Farmers in southeast South Dakota were also hit hard by excessive moisture last year and many took prevented planting. However, this fall, the harvest is a 180-degree change with the dry weather. Tim Ostrem farms in the Centerville area and has both irrigated and dryland soybeans on the acres he farms. He says the early yields in his fields have been variable.

“Yields are running in our area anywhere from 50 to 60 bushels per acre on dryland. There are some spots in fields that are definitely down in the 25- to 30-bushel-per-acre area that pulls down the average,” he says.

Ostrem says some of his irrigated fields are yielding higher than the dryland fields.

The soybean plants, according to Ostrem, are loaded with pods and to start off August he anticipated 70- to 80-bushels beans. However, with the lack of moisture to finish off the crop the seeds are very small.

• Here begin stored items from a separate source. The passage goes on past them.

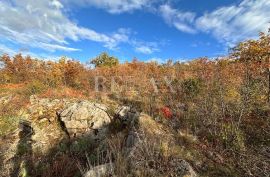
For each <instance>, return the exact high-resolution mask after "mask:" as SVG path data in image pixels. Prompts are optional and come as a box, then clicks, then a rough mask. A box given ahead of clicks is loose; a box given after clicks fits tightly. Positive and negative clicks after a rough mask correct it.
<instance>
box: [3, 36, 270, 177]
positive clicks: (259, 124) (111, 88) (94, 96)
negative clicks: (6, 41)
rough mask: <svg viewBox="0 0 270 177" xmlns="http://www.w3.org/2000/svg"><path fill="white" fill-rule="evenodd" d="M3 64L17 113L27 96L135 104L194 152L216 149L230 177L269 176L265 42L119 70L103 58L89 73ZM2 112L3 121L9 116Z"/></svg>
mask: <svg viewBox="0 0 270 177" xmlns="http://www.w3.org/2000/svg"><path fill="white" fill-rule="evenodd" d="M0 60H1V64H0V68H1V70H0V83H1V85H0V94H2V93H7V92H10V93H13V94H17V95H19V96H18V97H19V98H18V99H19V100H21V101H18V102H20V104H16V106H17V107H18V106H23V103H26V102H27V101H22V100H23V97H28V96H30V95H32V94H39V95H40V96H42V97H84V98H96V99H101V98H102V97H103V96H105V95H106V96H108V97H109V98H110V99H113V100H116V101H117V102H119V103H124V104H133V105H134V106H136V107H137V108H138V109H141V110H142V111H144V112H146V113H147V114H149V115H151V116H152V117H153V118H155V119H156V120H157V121H160V122H163V123H164V124H167V125H169V126H171V128H172V129H181V130H184V131H186V132H189V133H192V134H194V135H196V136H197V137H198V139H199V141H200V143H201V145H202V146H198V147H197V148H198V151H203V150H204V149H205V148H209V149H213V151H215V152H216V153H217V154H219V156H220V159H222V160H221V161H222V162H220V163H222V165H223V166H230V168H229V169H232V172H233V173H235V176H237V175H239V176H267V175H269V174H267V173H268V172H269V168H270V165H269V150H270V149H269V145H270V35H269V34H264V33H261V34H260V37H259V39H258V40H248V41H244V42H242V43H240V44H239V45H238V46H237V47H235V48H234V49H232V50H231V53H230V55H229V56H227V57H223V58H218V59H215V60H213V59H211V60H210V59H208V58H199V59H194V60H192V61H190V62H185V63H180V62H175V63H173V62H171V61H168V62H167V63H166V64H158V63H155V62H151V63H144V62H140V61H138V60H136V59H134V60H133V61H132V62H126V63H122V64H119V62H118V59H117V58H115V57H111V56H109V55H108V54H106V53H103V54H101V55H100V56H98V57H97V58H95V59H93V60H92V61H91V64H94V65H95V68H94V69H92V68H91V67H87V66H86V65H83V64H81V63H80V62H78V61H74V60H70V59H66V58H64V57H63V58H62V59H60V60H59V61H42V60H38V59H33V58H31V57H30V56H27V57H23V56H22V55H21V54H18V55H16V56H14V57H10V56H8V55H3V56H2V57H1V59H0ZM97 83H98V85H97ZM0 111H2V112H0V117H1V119H3V120H4V116H5V117H7V115H5V114H4V112H5V111H7V110H4V108H0ZM0 128H1V127H0ZM217 163H218V162H217ZM224 173H225V172H224ZM236 174H237V175H236Z"/></svg>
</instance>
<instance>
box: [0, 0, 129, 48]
mask: <svg viewBox="0 0 270 177" xmlns="http://www.w3.org/2000/svg"><path fill="white" fill-rule="evenodd" d="M62 9H63V5H62V3H61V2H60V1H59V0H39V1H36V0H24V1H21V0H9V1H7V0H5V1H0V37H1V38H2V39H4V40H8V41H10V42H12V43H16V44H19V45H24V46H29V47H34V48H41V49H44V50H48V51H55V50H64V51H78V50H79V49H76V48H71V47H68V46H67V45H68V40H72V41H79V40H81V39H87V40H91V41H95V42H100V43H102V44H103V45H104V46H105V47H108V48H110V49H113V48H115V47H117V45H118V44H119V43H120V42H124V41H126V40H127V38H128V36H127V34H125V33H123V32H121V31H117V32H115V33H113V34H112V35H106V34H102V33H98V32H96V31H94V30H92V29H88V28H84V27H80V26H78V25H77V24H76V23H74V22H72V21H71V20H70V19H69V18H68V17H67V15H66V14H65V13H64V12H63V11H62Z"/></svg>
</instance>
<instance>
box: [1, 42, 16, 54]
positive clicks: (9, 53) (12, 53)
mask: <svg viewBox="0 0 270 177" xmlns="http://www.w3.org/2000/svg"><path fill="white" fill-rule="evenodd" d="M4 53H5V54H9V55H14V54H16V53H17V52H16V51H15V50H13V49H12V48H10V47H7V46H5V45H2V44H0V55H2V54H4Z"/></svg>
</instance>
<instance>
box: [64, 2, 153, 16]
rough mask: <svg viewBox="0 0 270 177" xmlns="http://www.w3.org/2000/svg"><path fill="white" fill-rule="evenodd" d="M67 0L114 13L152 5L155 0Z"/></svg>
mask: <svg viewBox="0 0 270 177" xmlns="http://www.w3.org/2000/svg"><path fill="white" fill-rule="evenodd" d="M65 2H67V3H71V4H77V5H81V6H93V7H97V8H100V9H104V10H106V11H108V12H109V13H112V14H119V13H123V12H132V11H134V10H138V9H142V8H143V7H146V6H150V5H151V3H153V2H154V0H76V1H73V0H65Z"/></svg>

“All of August was dry and took off 20% of our yield. We probably would have had the best crop of beans we ever would have had but unfortunately the rains didn’t come through for us, in our part of the state anyway," he says.

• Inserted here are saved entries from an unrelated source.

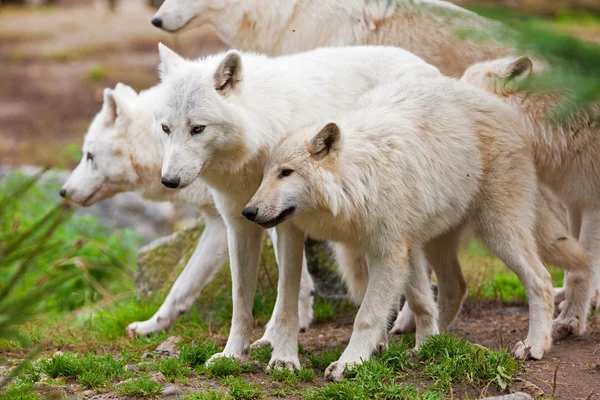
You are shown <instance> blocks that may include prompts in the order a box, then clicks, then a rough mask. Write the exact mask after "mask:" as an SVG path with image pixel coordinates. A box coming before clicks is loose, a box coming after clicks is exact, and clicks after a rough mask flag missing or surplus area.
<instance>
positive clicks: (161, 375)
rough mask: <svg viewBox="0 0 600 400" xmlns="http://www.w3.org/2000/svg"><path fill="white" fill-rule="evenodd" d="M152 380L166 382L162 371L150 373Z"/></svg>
mask: <svg viewBox="0 0 600 400" xmlns="http://www.w3.org/2000/svg"><path fill="white" fill-rule="evenodd" d="M152 380H153V381H154V382H157V383H167V378H165V376H164V375H163V374H162V372H157V373H155V374H154V375H152Z"/></svg>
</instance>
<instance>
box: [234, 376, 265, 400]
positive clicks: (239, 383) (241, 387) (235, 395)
mask: <svg viewBox="0 0 600 400" xmlns="http://www.w3.org/2000/svg"><path fill="white" fill-rule="evenodd" d="M225 383H226V384H227V386H229V395H230V396H231V397H233V398H234V399H239V400H253V399H259V398H260V397H261V395H262V390H261V389H260V387H259V386H257V385H253V384H251V383H249V382H246V381H244V380H243V379H240V378H228V379H226V380H225Z"/></svg>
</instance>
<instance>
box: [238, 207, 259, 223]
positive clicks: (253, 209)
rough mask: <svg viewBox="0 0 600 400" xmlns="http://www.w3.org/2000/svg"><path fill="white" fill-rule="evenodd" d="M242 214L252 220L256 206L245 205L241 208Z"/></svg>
mask: <svg viewBox="0 0 600 400" xmlns="http://www.w3.org/2000/svg"><path fill="white" fill-rule="evenodd" d="M242 215H243V216H244V217H246V218H247V219H248V220H250V221H252V222H254V221H255V220H256V216H257V215H258V207H254V206H250V207H246V208H244V209H243V210H242Z"/></svg>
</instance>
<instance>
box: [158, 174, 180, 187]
mask: <svg viewBox="0 0 600 400" xmlns="http://www.w3.org/2000/svg"><path fill="white" fill-rule="evenodd" d="M160 183H162V184H163V185H165V186H166V187H168V188H169V189H175V188H176V187H178V186H179V177H168V176H163V177H162V179H161V180H160Z"/></svg>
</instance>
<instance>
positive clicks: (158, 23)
mask: <svg viewBox="0 0 600 400" xmlns="http://www.w3.org/2000/svg"><path fill="white" fill-rule="evenodd" d="M152 25H154V26H156V27H157V28H162V19H160V18H152Z"/></svg>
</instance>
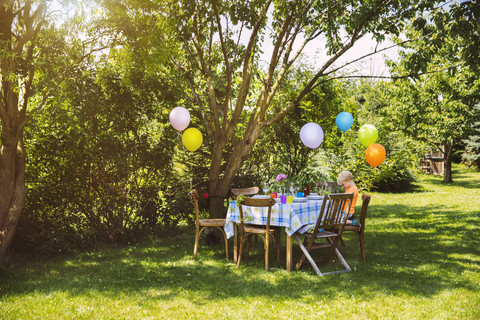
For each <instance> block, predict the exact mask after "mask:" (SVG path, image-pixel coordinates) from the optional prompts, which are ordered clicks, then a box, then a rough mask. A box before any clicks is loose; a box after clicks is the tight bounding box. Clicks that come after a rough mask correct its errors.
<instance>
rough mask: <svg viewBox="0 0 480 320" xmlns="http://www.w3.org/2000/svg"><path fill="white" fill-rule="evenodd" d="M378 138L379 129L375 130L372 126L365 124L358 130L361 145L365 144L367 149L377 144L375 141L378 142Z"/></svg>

The soybean harvest is about two weeks ahead of schedule in southeast South Dakota. The U.S. Department of Agriculture’s Crop Progress report pegged soybean harvest in the state as of Sept. 27 at 29%, which is well ahead of the 13% five-year average. The crop is also drying down very fast, and Ostrem says the moisture levels on his soybeans have already dropped down to only 9% moisture. But some other farmers have had moisture levels at only 7% or 8%.

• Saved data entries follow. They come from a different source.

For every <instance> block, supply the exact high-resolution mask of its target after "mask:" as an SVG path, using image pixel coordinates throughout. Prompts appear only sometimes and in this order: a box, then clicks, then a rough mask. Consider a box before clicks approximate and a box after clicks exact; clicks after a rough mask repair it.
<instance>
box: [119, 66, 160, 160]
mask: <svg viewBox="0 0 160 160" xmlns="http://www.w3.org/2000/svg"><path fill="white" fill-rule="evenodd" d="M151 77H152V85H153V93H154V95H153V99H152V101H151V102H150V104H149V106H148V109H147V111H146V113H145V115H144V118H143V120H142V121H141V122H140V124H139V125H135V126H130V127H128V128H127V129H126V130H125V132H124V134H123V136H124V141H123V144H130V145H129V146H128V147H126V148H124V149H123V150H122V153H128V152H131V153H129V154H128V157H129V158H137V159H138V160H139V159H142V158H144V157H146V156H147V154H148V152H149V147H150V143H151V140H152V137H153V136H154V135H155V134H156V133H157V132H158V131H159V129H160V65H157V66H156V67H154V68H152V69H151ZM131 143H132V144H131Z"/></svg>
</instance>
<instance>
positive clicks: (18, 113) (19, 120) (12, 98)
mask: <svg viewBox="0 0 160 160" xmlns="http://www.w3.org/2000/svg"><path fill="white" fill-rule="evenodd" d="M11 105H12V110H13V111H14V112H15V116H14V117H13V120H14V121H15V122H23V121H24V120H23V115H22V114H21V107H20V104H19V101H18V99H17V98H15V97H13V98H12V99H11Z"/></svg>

“That’s why we’re keeping at it, trying to harvest the crop before we lose any more moisture, because moisture is yield, too,” he says.


Yet, Ostrem says it is still a good soybean crop for his farm and the prices have improved enough to help make up for some of the lost yield potential.

“With an average of 50-bushel soybeans and $9 to $10 soybeans, it's going to help pay some of the bills,” he says.

Ostrem says they also sell some of their soybeans as seed beans, which also garner a premium.

Farmers are more optimistic about the soybean market this fall due to the record export pace so far for the 2020-21 crop. This has largely been attributed to robust buying by China as part of the phase one deal, and as they replenish their reserves with $18 soybeans in their country. Ostrem is hopeful that buying will continue to support prices.